Lei lo trovò assolutamente adorabile. E definitivamente irresistibile. Nessuna traccia, in quel momento, della fantomatica Spocchia alla McLaggen; nessun segnale della consueta arroganza. Tutta la sua impavida spavalderia sembrava essersi dissipata in una sorta di timorosa agitazione.
«Ti sto dando l'opportunità di convincermi a restare, sciocco» gli sorrise lei, passandogli piano l'indice sulle pieghe del kilt, che ondeggiarono come mosse dall'aria. Poi, gettategli le braccia al collo, lo spinse giù, baciandolo con foga.

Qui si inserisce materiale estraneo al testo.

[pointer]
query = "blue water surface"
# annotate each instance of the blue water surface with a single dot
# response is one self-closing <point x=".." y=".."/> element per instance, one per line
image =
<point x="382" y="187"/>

“Altro che cornamusa” ebbe appena il tempo di pensare Cormac,  prima di partire per la tangente e farsi travolgere dall'entusiasmo.
Quella, gente, era l'Orchestra Reale di Edimburgo in pompa magna al Grande Concerto di Natale.

Cose da sapere:
1) Dopo quella notte, Eloise e Cormac non si sono più lasciati. Vivono a Stennes, sulle isole Orcadi, in una casa di pietra in bilico sulla scogliera. Insieme, allevano pecore Vello Magico delle Shetland, la cui lana è venduta a peso d'oro nelle più rinomate filande del Mondo Magico.